Content Hash Coverage and Embedding Technical Details

This document provides a detailed technical explanation of how EncypherAI's C2PA text embedding approach works, specifically focusing on content hash coverage and the embedding mechanism.

What the Content Hash Covers

The content hash in our implementation covers the plain text content of the article - specifically:

Text Extraction Process

The code extracts all paragraph text from the article
It looks for paragraphs in content columns first, then falls back to direct paragraph search
All paragraph texts are joined with double newlines ("\n\n")
This extracted plain text is saved to clean_text_for_hashing.txt as a reference

Hash Generation

A SHA-256 hash is calculated on this extracted text
The hash is computed on the UTF-8 encoded version of the text
This happens before any metadata embedding occurs

Hash Usage

The hash is included in the manifest as a stds.c2pa.content.hash assertion
This assertion includes both the hash value and the algorithm used (sha256)

Important Distinction

The hash covers only the plain text content, not the HTML markup
The hash does not include the embedded metadata itself (the Unicode variation selectors)
This creates a "snapshot" of the original content at the time of signing

This approach allows for tamper detection - if the text content is modified after embedding, the hash of the current content will no longer match the hash stored in the embedded manifest.

How Our C2PA-like Embedding Actually Works

Single-Point Embedding with Zero-Width Characters

The metadata (manifest) is embedded as a sequence of Unicode variation selectors
These are zero-width, non-printing characters (code points in ranges U+FE00-FE0F and U+E0100-E01EF)
All metadata is attached to a single character in the text (by default, the first whitespace)
The original character is preserved, and the variation selectors are inserted immediately after it

This is Still Hard Binding Because

The manifest is directly embedded within the content itself
The manifest travels with the content as part of the same file
The binding is inseparable from the content

Not a Hybrid Approach Because

In a true hybrid approach, you would have: 1. A manifest stored separately from the content (soft binding component) 2. A small reference embedded in the content pointing to the external manifest (hard binding component)

Our implementation embeds the entire manifest directly in the content. The content hash we include is just an assertion within the hard-bound manifest.

Implementation Details

Embedding Process

def embed_metadata(text, metadata, metadata_format="json"):
    """
    Embeds metadata into text using Unicode variation selectors.

    Args:
        text (str): The text to embed metadata into
        metadata (dict or bytes): The metadata to embed
        metadata_format (str): Format of the metadata ("json" or "cbor_manifest")

    Returns:
        str: Text with embedded metadata
    """
    # Serialize metadata based on format
    if metadata_format == "json":
        serialized = json.dumps(metadata).encode("utf-8")
    elif metadata_format == "cbor_manifest":
        if isinstance(metadata, dict):
            serialized = cbor2.dumps(metadata)
        else:
            serialized = metadata  # Already serialized
    else:
        raise ValueError(f"Unsupported metadata format: {metadata_format}")

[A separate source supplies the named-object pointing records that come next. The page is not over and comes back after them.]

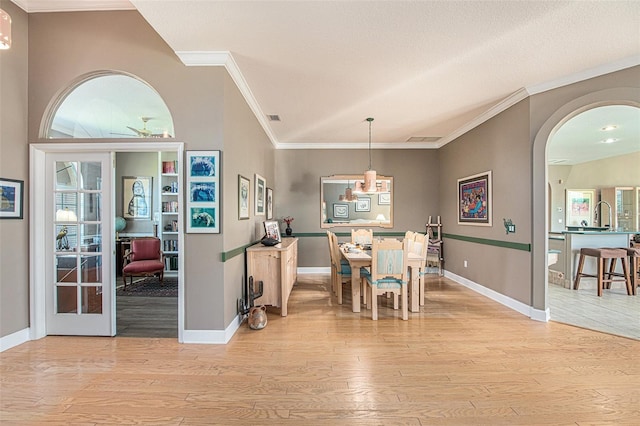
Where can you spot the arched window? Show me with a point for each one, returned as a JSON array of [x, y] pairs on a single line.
[[109, 105]]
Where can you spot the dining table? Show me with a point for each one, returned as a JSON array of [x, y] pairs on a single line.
[[361, 258]]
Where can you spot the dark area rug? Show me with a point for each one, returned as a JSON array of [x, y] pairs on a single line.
[[150, 287]]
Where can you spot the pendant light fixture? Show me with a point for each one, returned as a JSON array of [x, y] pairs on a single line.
[[370, 174], [5, 30]]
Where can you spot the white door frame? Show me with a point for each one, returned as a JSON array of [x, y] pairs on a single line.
[[37, 221]]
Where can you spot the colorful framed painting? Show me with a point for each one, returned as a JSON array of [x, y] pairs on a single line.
[[269, 203], [244, 186], [136, 197], [475, 200], [580, 204], [203, 192], [260, 195], [11, 198]]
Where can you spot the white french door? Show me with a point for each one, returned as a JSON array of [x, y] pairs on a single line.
[[79, 288]]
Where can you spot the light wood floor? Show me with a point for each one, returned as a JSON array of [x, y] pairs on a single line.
[[463, 360]]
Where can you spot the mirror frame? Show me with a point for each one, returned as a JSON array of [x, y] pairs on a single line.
[[372, 223]]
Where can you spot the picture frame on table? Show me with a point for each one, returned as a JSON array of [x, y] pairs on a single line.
[[341, 211], [363, 204], [244, 189], [137, 199], [203, 198], [272, 229], [260, 195], [11, 198], [475, 200], [579, 207], [269, 203], [384, 198]]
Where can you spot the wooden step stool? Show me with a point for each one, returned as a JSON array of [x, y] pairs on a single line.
[[602, 255]]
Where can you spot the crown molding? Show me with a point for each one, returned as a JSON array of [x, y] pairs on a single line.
[[629, 62], [359, 145], [225, 59], [34, 6], [508, 102]]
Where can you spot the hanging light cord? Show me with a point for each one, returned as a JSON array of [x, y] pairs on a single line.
[[370, 120]]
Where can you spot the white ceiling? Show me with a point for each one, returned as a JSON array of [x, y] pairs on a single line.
[[420, 68]]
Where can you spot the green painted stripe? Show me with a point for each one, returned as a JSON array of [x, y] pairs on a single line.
[[227, 255], [496, 243]]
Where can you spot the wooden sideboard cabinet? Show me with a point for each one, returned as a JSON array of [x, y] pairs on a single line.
[[277, 268]]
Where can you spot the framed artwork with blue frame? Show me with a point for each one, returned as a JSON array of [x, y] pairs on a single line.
[[203, 192]]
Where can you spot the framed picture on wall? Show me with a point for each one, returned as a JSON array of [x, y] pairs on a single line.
[[341, 211], [203, 197], [244, 186], [363, 204], [260, 195], [136, 197], [580, 204], [474, 200], [11, 193]]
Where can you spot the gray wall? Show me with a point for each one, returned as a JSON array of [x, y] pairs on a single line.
[[501, 145], [14, 164], [415, 179]]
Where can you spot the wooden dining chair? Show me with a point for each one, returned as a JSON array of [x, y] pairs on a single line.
[[362, 236], [389, 274]]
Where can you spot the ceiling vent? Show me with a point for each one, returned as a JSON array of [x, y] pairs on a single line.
[[423, 139]]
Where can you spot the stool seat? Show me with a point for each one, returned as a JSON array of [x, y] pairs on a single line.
[[602, 255]]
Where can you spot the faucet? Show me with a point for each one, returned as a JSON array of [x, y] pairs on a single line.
[[595, 211]]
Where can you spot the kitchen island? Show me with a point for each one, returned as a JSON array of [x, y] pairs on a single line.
[[574, 241]]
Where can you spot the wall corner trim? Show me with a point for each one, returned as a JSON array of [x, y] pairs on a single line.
[[212, 337], [507, 301]]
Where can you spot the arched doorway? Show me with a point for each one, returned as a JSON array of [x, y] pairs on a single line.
[[626, 96]]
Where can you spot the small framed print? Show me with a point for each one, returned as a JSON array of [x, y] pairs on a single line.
[[341, 211], [363, 204], [203, 199], [272, 229], [244, 186], [260, 195], [269, 203], [11, 193], [136, 197]]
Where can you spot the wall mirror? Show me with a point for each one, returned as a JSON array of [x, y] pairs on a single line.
[[343, 203]]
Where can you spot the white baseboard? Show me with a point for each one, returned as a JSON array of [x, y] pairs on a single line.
[[314, 270], [14, 339], [522, 308], [216, 337]]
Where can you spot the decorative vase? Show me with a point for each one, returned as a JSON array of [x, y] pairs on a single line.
[[258, 317]]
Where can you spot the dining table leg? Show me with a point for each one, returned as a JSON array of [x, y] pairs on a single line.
[[355, 288], [414, 296]]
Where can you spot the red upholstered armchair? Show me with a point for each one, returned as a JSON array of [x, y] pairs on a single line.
[[143, 259]]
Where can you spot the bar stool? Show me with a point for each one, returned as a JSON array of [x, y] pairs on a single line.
[[602, 255], [634, 263]]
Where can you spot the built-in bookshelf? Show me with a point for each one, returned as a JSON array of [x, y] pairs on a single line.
[[170, 196]]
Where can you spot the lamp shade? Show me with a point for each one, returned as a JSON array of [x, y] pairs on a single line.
[[5, 30]]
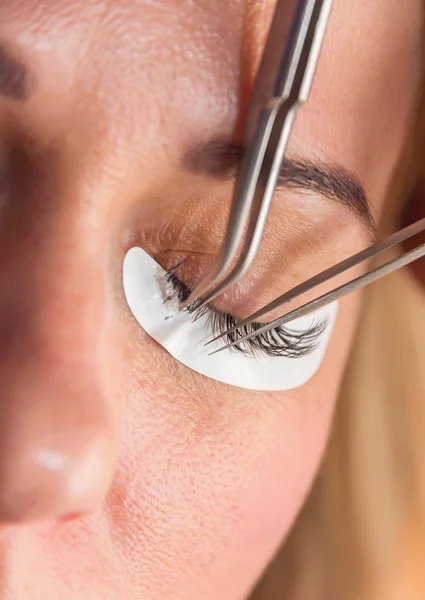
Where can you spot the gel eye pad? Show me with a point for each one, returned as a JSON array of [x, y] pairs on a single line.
[[156, 309]]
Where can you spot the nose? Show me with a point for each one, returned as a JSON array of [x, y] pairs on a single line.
[[57, 448]]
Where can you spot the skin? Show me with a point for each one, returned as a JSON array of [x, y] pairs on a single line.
[[122, 473]]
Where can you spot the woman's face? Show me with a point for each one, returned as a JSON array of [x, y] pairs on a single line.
[[123, 473]]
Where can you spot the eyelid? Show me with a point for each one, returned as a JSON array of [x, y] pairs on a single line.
[[281, 341]]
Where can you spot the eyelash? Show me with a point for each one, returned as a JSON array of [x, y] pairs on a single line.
[[280, 341]]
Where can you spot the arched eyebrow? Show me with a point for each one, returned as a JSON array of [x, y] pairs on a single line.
[[15, 79], [220, 159]]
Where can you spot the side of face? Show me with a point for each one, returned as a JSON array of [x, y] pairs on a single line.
[[178, 485]]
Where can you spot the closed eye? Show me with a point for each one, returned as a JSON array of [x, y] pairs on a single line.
[[281, 341]]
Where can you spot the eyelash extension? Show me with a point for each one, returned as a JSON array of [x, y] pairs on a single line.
[[280, 341]]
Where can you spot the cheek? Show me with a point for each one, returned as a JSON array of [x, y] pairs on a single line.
[[207, 473]]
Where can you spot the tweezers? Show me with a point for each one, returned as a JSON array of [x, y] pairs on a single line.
[[285, 79], [282, 85]]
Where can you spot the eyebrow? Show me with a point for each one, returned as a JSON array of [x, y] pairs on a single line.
[[14, 78], [220, 159]]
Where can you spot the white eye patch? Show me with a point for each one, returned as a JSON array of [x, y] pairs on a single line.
[[148, 296]]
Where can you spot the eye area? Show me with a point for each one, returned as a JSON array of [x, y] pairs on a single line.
[[281, 341]]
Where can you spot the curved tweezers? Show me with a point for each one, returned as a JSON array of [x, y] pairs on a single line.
[[338, 292]]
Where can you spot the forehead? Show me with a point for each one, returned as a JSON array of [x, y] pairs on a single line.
[[147, 62]]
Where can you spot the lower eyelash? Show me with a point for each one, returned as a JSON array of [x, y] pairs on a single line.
[[280, 341]]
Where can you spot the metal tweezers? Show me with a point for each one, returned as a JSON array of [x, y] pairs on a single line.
[[282, 85]]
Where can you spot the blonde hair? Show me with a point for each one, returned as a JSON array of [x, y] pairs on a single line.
[[361, 533]]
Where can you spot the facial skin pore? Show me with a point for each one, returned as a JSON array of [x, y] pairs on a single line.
[[178, 487]]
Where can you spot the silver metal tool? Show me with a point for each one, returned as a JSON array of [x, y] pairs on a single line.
[[283, 83], [355, 284]]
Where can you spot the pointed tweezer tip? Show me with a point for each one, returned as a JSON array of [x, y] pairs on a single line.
[[219, 337]]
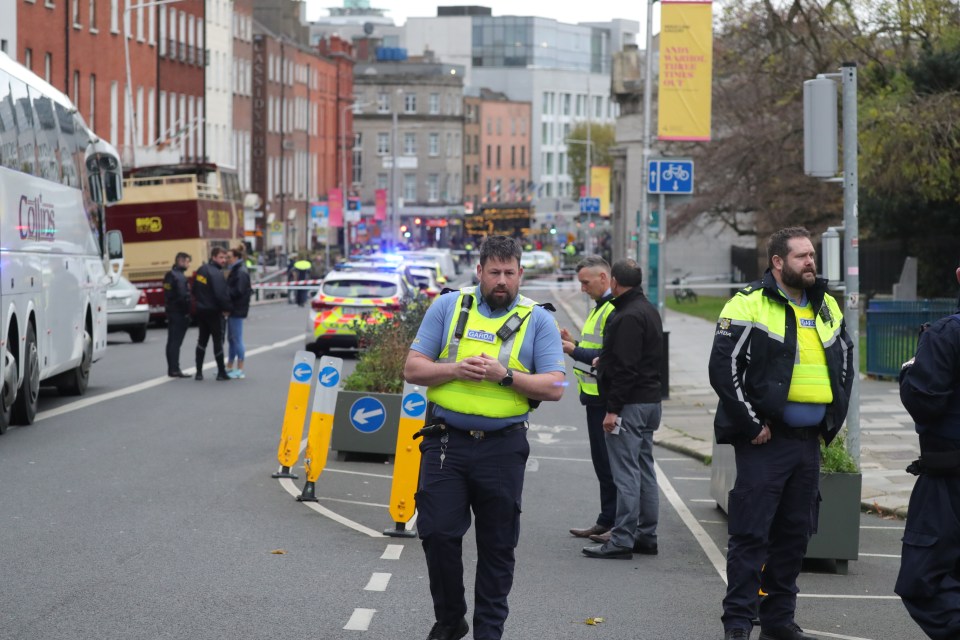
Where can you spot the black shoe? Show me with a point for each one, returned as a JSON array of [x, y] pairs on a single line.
[[449, 632], [788, 632], [609, 551], [645, 548]]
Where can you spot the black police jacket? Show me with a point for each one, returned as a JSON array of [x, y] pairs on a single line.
[[238, 286], [930, 386], [210, 288], [629, 367], [176, 291]]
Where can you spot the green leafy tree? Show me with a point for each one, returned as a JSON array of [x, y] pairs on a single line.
[[601, 140]]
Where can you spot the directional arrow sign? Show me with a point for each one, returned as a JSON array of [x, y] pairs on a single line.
[[367, 414]]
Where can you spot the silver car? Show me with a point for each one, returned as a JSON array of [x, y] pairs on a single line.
[[127, 309]]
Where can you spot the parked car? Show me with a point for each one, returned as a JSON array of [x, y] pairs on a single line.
[[349, 297], [127, 309]]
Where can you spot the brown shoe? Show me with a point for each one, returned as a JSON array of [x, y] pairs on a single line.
[[601, 537], [592, 531]]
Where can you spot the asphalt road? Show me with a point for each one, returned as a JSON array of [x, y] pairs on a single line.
[[147, 510]]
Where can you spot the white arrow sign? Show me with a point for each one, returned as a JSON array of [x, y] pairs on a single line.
[[411, 405], [360, 417]]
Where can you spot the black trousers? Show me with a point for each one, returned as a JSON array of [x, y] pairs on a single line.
[[772, 512], [210, 324], [177, 324], [601, 465], [487, 477]]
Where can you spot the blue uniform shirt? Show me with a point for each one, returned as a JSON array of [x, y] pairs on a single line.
[[540, 352]]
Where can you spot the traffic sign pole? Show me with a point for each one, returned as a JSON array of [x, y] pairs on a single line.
[[321, 423], [298, 400], [406, 461]]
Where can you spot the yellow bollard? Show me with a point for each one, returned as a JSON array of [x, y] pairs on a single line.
[[406, 462], [321, 423], [298, 401]]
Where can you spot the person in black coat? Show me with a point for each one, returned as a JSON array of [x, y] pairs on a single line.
[[213, 306], [239, 289], [176, 295]]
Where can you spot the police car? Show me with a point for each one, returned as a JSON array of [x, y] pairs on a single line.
[[349, 297]]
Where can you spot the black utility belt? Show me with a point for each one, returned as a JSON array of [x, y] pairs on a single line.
[[795, 433]]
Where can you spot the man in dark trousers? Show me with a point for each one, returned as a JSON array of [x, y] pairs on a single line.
[[486, 355], [213, 306], [929, 580], [782, 366], [176, 296], [593, 272], [628, 377]]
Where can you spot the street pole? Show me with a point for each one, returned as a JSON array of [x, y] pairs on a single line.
[[851, 244]]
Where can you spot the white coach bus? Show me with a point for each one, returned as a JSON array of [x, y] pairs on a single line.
[[56, 177]]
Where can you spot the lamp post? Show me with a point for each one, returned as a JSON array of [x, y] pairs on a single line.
[[126, 54]]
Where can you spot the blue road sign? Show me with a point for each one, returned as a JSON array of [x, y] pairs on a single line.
[[589, 205], [302, 372], [367, 414], [670, 176], [414, 404], [329, 377]]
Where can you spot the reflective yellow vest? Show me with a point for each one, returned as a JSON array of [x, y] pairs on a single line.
[[483, 398], [591, 337]]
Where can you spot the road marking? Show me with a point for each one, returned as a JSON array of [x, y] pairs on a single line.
[[147, 384], [360, 620], [392, 552], [378, 582]]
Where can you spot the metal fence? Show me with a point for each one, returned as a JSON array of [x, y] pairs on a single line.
[[892, 330]]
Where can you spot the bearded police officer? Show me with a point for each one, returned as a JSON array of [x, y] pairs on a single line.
[[485, 355], [593, 272], [782, 366], [929, 580]]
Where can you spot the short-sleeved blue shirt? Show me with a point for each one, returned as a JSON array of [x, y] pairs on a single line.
[[540, 352]]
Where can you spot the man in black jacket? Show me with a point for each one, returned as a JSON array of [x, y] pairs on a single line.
[[213, 306], [629, 383], [176, 294]]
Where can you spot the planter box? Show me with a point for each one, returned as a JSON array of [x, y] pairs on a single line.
[[838, 529], [365, 423]]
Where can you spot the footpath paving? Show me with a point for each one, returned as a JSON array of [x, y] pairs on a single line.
[[888, 441]]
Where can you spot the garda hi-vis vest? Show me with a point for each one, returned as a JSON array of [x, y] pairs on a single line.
[[483, 398], [810, 381], [591, 337]]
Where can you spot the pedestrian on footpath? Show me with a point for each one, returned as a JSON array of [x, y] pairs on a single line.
[[593, 272], [176, 298], [929, 580], [782, 366], [213, 306], [488, 355], [239, 290], [628, 376]]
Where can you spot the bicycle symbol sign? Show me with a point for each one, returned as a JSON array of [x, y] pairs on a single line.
[[670, 176]]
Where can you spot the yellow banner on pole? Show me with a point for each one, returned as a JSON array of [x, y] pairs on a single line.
[[600, 188], [686, 70]]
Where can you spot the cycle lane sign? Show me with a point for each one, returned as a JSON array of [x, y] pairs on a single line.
[[670, 176]]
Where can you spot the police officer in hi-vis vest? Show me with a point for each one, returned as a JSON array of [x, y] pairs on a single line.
[[486, 354], [593, 272], [782, 365]]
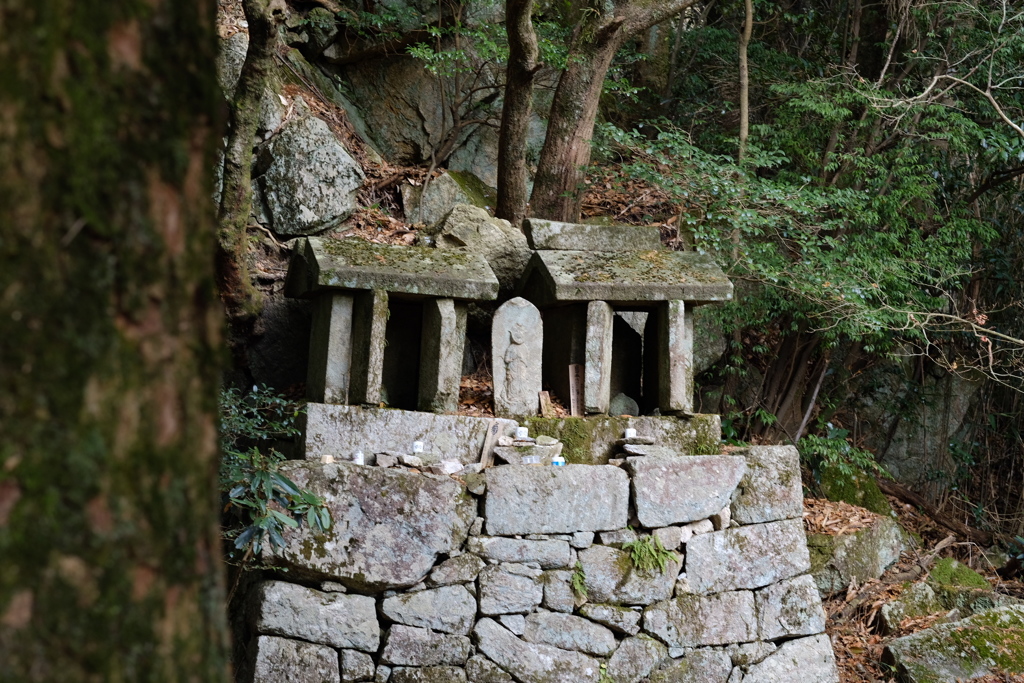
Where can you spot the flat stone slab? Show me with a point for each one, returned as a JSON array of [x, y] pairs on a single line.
[[962, 650], [804, 659], [388, 526], [340, 430], [610, 578], [532, 663], [674, 491], [337, 620], [286, 659], [634, 276], [323, 263], [692, 621], [525, 499], [554, 235], [747, 557], [771, 488]]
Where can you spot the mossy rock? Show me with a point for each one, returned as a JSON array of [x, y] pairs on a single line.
[[854, 487]]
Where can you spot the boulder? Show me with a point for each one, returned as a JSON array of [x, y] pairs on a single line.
[[310, 182], [673, 491], [804, 659], [692, 621], [962, 650], [449, 609], [790, 608], [410, 646], [338, 620], [610, 577], [771, 488], [532, 663], [866, 554], [388, 526], [747, 557], [523, 499], [568, 633], [285, 659]]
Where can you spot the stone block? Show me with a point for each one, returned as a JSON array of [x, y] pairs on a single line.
[[338, 620], [790, 608], [516, 348], [569, 633], [609, 577], [284, 659], [558, 595], [552, 235], [805, 659], [549, 554], [342, 429], [597, 365], [325, 263], [673, 491], [532, 663], [449, 609], [771, 487], [747, 557], [523, 500], [693, 621], [636, 658], [356, 667], [370, 547], [330, 349], [428, 675], [440, 354], [369, 333], [461, 569], [619, 619], [696, 667], [504, 590], [410, 646]]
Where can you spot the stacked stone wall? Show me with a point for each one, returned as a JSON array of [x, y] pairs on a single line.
[[528, 573]]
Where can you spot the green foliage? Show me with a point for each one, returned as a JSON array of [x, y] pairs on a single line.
[[579, 581], [647, 554], [260, 501]]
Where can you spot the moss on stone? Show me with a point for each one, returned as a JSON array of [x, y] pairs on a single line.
[[948, 571], [855, 488]]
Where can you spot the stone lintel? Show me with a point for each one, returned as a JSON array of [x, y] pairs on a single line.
[[323, 263]]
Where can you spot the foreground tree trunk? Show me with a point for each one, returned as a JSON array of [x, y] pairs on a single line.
[[560, 172], [109, 359], [515, 112]]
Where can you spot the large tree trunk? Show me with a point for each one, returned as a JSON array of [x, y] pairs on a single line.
[[561, 169], [109, 359], [515, 112]]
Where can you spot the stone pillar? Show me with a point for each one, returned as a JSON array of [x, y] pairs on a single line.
[[440, 354], [597, 371], [675, 356], [516, 347], [369, 328], [330, 349]]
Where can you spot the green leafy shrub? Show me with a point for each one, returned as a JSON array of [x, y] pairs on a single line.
[[259, 501]]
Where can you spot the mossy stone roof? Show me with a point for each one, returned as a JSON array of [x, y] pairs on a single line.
[[322, 263]]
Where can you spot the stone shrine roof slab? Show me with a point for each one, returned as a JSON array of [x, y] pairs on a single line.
[[636, 276], [544, 235], [324, 263]]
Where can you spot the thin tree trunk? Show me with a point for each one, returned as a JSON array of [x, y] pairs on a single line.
[[515, 112], [242, 300], [109, 357]]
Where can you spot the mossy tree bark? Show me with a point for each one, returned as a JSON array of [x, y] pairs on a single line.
[[602, 29], [242, 300], [110, 357]]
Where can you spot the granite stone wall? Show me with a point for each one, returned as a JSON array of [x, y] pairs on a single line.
[[538, 574]]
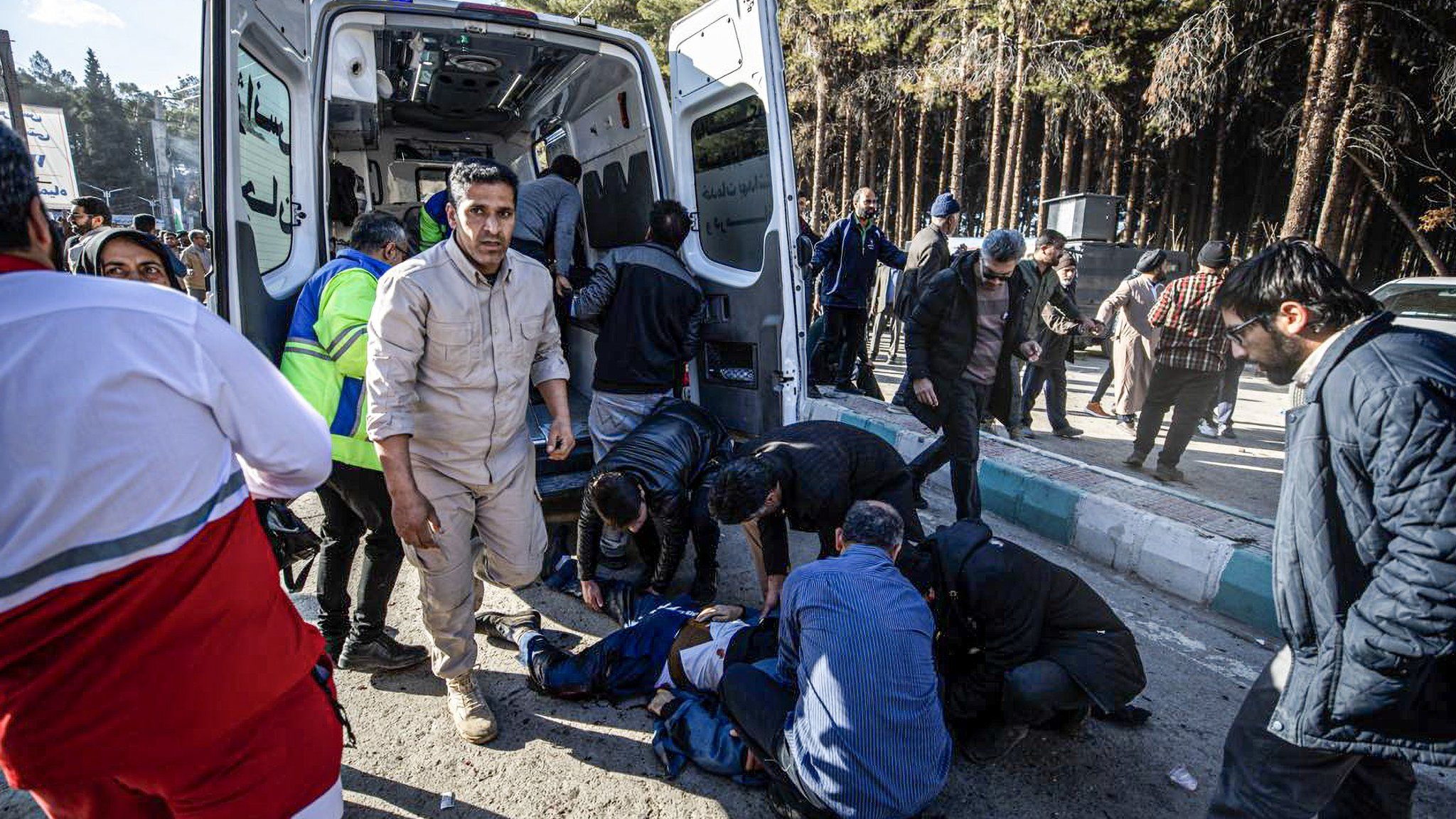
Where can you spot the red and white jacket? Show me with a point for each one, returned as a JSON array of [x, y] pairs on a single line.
[[140, 608]]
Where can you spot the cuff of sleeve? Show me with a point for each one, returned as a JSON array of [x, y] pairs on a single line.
[[390, 424], [550, 369]]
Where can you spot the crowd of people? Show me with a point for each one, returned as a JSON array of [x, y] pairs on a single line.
[[402, 398]]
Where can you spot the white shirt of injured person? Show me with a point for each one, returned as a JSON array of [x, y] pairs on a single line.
[[704, 663]]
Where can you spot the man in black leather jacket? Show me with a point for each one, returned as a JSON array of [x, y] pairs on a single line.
[[654, 484], [1021, 641], [1365, 548]]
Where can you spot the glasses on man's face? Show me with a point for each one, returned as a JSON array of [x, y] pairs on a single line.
[[1235, 333]]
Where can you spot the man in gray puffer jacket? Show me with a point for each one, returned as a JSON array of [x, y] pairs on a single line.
[[1365, 550]]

    # Convert to binary and encode using variation selectors
    binary_data = base64.b64encode(serialized).decode("ascii")
    encoded_metadata = _encode_to_variation_selectors(binary_data)

    # Find position to insert (typically after first character)
    if len(text) > 0:
        return text[0] + encoded_metadata + text[1:]
    else:
        return encoded_metadata

Extraction Process

def extract_metadata(text, metadata_format="json"):
    """
    Extracts metadata from text with embedded Unicode variation selectors.

    Args:
        text (str): Text with embedded metadata
        metadata_format (str): Format of the metadata ("json" or "cbor_manifest")

    Returns:
        dict or bytes: Extracted metadata
    """
    # Extract variation selectors
    encoded_data = ""
    for char in text:
        if 0xFE00 <= ord(char) <= 0xFE0F or 0xE0100 <= ord(char) <= 0xE01EF:
            encoded_data += char

    if not encoded_data:
        return None

    # Decode from variation selectors to binary
    binary_data = _decode_from_variation_selectors(encoded_data)
    serialized = base64.b64decode(binary_data)

    # Deserialize based on format
    if metadata_format == "json":
        return json.loads(serialized.decode("utf-8"))
    elif metadata_format == "cbor_manifest":
        return cbor2.loads(serialized)
    else:
        raise ValueError(f"Unsupported metadata format: {metadata_format}")

Verification Process

The verification process involves two key steps:

Signature Verification: Ensures the manifest itself hasn't been tampered with
Extracts the embedded metadata using Unicode variation selectors
Verifies the digital signature using the provided public key
If the signature is invalid, verification fails immediately
Content Hash Verification: Ensures the text content hasn't been modified
Extracts the stored content hash from the manifest
Calculates a fresh hash of the current content using the same algorithm
Compares the stored hash with the freshly calculated hash
If they don't match, the content has been tampered with

This two-step verification process provides comprehensive tamper detection for both the manifest and the content it describes.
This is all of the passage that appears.